Fast alle Medikamente gegen Schizophrenie basieren auf einem alten Wirkprinzip, das immer mehr Forschern nicht mehr zeitgemäß erscheint. Mediziner aus den USA fordern deshalb, die klinischen Tests für neue Medikamente radikal zu verändern. Womöglich seien auch wirksame Substanzen fälschlicherweise durchgefallen.

Von Katrin Zöfel |
    Eine verzweifelte junge Frau hockt auf einem Bett. Im Vordergrund: Tabletten.
    Medikamente gegen Schizophrenie wirken nur gegen die Symptome, kritisieren Mediziner. (picture-alliance/ dpa - Maxppp Bertrand Bechard)
    Anthony Grace erforscht seit mehr als 30 Jahren, wie Schizophrenie entsteht und wie man sie behandeln kann. Seine Arbeit ist frustrierend. Sämtliche Medikamente, die seit den 1950er-Jahren gegen die Krankheit entwickelt wurden, funktionieren mehr oder weniger nach demselben Prinzip. Sie blockieren Dopamin-Rezeptoren im Mittelhirn, ganz oder teilweise. Damit lassen sich viele Symptome tatsächlich bekämpfen. Doch nach allem, was man heute über die Entstehung der Krankheit wisse, sei klar: Ein Problem an der Wurzel zu packen, sähe anders aus.

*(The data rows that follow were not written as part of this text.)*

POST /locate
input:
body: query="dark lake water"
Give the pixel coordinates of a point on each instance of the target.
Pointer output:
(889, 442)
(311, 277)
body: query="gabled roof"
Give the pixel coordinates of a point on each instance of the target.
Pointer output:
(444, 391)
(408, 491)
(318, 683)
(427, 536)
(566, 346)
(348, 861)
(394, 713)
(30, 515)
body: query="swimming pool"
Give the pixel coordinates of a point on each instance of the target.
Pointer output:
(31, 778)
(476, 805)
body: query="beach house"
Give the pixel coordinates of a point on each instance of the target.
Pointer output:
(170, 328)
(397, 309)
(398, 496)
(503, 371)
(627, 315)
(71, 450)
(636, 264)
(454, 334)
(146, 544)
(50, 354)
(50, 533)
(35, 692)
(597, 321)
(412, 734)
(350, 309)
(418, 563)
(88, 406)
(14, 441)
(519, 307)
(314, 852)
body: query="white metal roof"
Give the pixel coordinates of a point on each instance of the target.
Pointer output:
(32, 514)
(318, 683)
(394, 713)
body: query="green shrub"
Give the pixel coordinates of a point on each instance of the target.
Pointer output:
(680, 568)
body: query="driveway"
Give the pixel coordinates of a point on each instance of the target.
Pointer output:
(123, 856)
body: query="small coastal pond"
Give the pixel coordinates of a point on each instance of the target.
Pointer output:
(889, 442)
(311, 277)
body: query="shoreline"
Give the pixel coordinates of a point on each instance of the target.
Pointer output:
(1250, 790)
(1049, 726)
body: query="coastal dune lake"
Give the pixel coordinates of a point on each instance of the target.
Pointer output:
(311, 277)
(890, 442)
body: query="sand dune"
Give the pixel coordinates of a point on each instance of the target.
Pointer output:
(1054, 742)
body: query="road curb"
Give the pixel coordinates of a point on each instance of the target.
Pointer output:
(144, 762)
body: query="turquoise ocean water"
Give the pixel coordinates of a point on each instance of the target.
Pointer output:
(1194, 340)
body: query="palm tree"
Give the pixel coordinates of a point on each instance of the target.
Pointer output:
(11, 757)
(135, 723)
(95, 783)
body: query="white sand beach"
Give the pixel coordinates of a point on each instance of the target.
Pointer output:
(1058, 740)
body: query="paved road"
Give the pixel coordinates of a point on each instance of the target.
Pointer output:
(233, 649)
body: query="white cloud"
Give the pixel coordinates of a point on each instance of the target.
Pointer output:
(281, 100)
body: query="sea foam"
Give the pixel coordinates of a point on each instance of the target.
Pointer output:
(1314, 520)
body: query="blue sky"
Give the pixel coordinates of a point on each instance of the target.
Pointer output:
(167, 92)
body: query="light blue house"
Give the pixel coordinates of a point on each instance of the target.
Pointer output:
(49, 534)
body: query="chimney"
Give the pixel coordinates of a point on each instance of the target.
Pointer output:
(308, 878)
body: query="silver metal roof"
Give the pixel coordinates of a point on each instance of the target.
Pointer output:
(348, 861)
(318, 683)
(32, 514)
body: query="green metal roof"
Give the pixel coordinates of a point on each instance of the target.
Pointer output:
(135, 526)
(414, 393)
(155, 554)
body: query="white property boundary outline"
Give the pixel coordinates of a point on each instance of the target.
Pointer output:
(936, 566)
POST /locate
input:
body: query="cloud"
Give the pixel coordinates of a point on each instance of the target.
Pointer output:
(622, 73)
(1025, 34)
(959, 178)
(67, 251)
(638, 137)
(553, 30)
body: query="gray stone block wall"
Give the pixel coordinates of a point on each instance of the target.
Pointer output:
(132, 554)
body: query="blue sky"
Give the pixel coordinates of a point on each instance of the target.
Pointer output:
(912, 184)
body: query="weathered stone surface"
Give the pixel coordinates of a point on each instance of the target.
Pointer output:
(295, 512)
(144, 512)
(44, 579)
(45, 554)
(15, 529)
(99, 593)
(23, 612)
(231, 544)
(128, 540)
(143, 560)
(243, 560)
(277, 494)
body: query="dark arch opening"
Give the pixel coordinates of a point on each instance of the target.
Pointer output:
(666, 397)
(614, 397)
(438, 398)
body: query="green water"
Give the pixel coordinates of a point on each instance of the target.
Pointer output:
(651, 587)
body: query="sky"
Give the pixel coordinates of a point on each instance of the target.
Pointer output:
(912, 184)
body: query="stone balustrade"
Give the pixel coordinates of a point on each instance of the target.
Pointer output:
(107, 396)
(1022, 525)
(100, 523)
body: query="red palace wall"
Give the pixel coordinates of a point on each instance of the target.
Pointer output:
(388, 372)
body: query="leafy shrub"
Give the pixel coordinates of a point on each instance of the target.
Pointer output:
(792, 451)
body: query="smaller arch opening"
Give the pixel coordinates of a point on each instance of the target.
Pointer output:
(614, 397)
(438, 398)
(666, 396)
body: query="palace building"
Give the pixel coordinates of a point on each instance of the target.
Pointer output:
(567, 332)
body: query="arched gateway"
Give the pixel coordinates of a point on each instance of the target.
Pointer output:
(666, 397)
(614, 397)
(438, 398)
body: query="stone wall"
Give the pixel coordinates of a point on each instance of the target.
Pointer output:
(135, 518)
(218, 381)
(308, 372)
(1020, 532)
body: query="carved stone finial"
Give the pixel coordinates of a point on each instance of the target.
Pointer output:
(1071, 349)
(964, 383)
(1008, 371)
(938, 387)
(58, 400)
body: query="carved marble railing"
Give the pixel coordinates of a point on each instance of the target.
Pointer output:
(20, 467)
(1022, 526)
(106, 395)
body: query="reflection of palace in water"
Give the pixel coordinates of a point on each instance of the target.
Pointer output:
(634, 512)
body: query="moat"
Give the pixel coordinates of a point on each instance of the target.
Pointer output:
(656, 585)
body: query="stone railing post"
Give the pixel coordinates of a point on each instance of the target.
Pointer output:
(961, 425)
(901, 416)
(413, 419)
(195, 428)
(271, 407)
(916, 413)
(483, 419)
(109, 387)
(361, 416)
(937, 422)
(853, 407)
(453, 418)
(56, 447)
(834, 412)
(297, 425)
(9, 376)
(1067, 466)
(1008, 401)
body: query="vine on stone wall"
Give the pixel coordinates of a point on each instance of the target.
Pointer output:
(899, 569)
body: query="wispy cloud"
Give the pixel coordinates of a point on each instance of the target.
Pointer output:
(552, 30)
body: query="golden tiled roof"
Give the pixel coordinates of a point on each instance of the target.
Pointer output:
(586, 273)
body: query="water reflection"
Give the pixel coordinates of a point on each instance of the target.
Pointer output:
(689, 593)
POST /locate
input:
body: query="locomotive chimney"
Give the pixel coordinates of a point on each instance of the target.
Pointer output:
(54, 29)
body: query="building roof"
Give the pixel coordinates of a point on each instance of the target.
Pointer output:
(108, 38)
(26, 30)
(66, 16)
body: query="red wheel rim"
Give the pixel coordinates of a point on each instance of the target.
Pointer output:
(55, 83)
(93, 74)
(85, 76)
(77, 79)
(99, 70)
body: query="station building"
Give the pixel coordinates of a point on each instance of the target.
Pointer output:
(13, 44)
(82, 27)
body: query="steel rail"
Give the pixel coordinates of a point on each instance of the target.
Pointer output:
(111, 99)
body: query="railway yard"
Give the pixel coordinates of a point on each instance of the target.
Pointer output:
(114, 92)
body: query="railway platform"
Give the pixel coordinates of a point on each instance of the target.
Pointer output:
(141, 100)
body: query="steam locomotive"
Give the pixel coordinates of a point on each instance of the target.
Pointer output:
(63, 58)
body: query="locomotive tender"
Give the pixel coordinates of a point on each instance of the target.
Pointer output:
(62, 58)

    "Die Medikamente greifen nicht dort ein, wo tatsächlich zuerst etwas schief läuft, sondern erst viel später. Das ist etwa so, als wollte man ein Auto, das zu schnell fährt, bremsen. Aber statt einfach den Fuß vom Gas zu nehmen, schneidet man die Benzinleitung durch."
    Neues Wissen für neue Medikamente
    Grace, der an Universität von Pittsburg arbeitet, und viele seiner Kollegen vermuten die Ursache für Schizophrenie nicht mehr im Mittelhirn, sondern im Hippocampus und damit etwa fünf neuronale Schaltstellen vom Mittelhirn entfernt. Und es gibt Versuche, das neue Wissen in neue Medikamente umzusetzen. Doch bisher sind alle Kandidaten, die im Tierversuch vielversprechend schienen, in klinischen Tests an Patienten durchgefallen. Die Vermutung, dass liege daran, dass die Tiermodelle und der Mensch einfach zu unterschiedlich seien, drängt sich auf. Aber das, so Anthony Grace, sei nicht das eigentliche Problem:
    "Klinische Tests mit Patienten laufen anders ab als unsere Versuche am Tiermodell. Die Tiere haben, bevor sie die Testsubstanz bekommen, noch nie andere Medikamente bekommen. Die Patienten dagegen haben meist schon Jahre der Medikation hinter sich. Diese Medikation wird dann für eine Woche ausgesetzt, dann bekommen die Patienten die neue Substanz. Und die Substanz versagt."
    Die Hirnchemie der Patienten werde durch das jahrelange Medikamente-Nehmen verändert. Das Hirn reagiere auf die Behandlung, durch die die Dopaminrezeptoren blockiert werden, einfach, indem es mehr Rezeptoren bilde. Deshalb seien die Patienten in den Tests unempfindlich gegenüber den neuen Substanzen. Seine Hypothese überprüfte er, indem er Versuchsratten einer ähnlichen Prozedur aussetzte:
    "Wir geben unseren Ratten Haldol. Das ist ein altes, aber immer noch beliebtes Antipsychotikum. Das bekommen die Tiere drei Wochen lang, dann setzen wir es wieder ab, warten eine Woche, und probieren aus, ob unser neues Medikament in diesen Tieren wirkt. Das Ergebnis: Es wirkt nicht."
    Die Laborratten, mit denen Anthony Grace arbeitet, kommen schon mit Hirnschäden und schizophrenie-ähnlichen Verhaltensstörungen zur Welt, weil Grace die Muttertiere mit einem Zellgift behandelt. Das neue Medikament kann diese Ratten normalerweise von ihren Symptomen befreien.
    Vorbild Krebsforschung
    Philip Corlett von der Yale School of Medicine hat auf solche Studien wie die aus Pittsburgh regelrecht gewartet. Auch er vermutet schon einige Zeit, dass jahrelange Medikation das Gehirn menschlicher Patienten so verändert, dass sie auf neue Medikamente gar nicht oder nur verzögert reagieren. Sein Vorschlag für bessere klinische Tests orientiert sich an der Krebsforschung:
    "Mit Krebs wird ja ganz anders umgegangen. Sobald jemand krank wird und seine Diagnose hat, bekommt er die Möglichkeit an klinischen Studien teilzunehmen, also völlig neue, zwar sicher, aber noch nicht zu Ende getestete Medikamente auszuprobieren. In der Psychiatrie machen wir das nie. Ich denke, wir sollten es tun."
    Mit anderen Worten: An klinischen Tests sollten auch Patienten teilnehmen, die die Diagnose "Schizophrenie" gerade erst bekommen haben, die also noch nicht lange in Behandlung sind, und deren Gehirn daher vielleicht auf Medikamente reagiert, die bei Langzeit-Patienten versagen.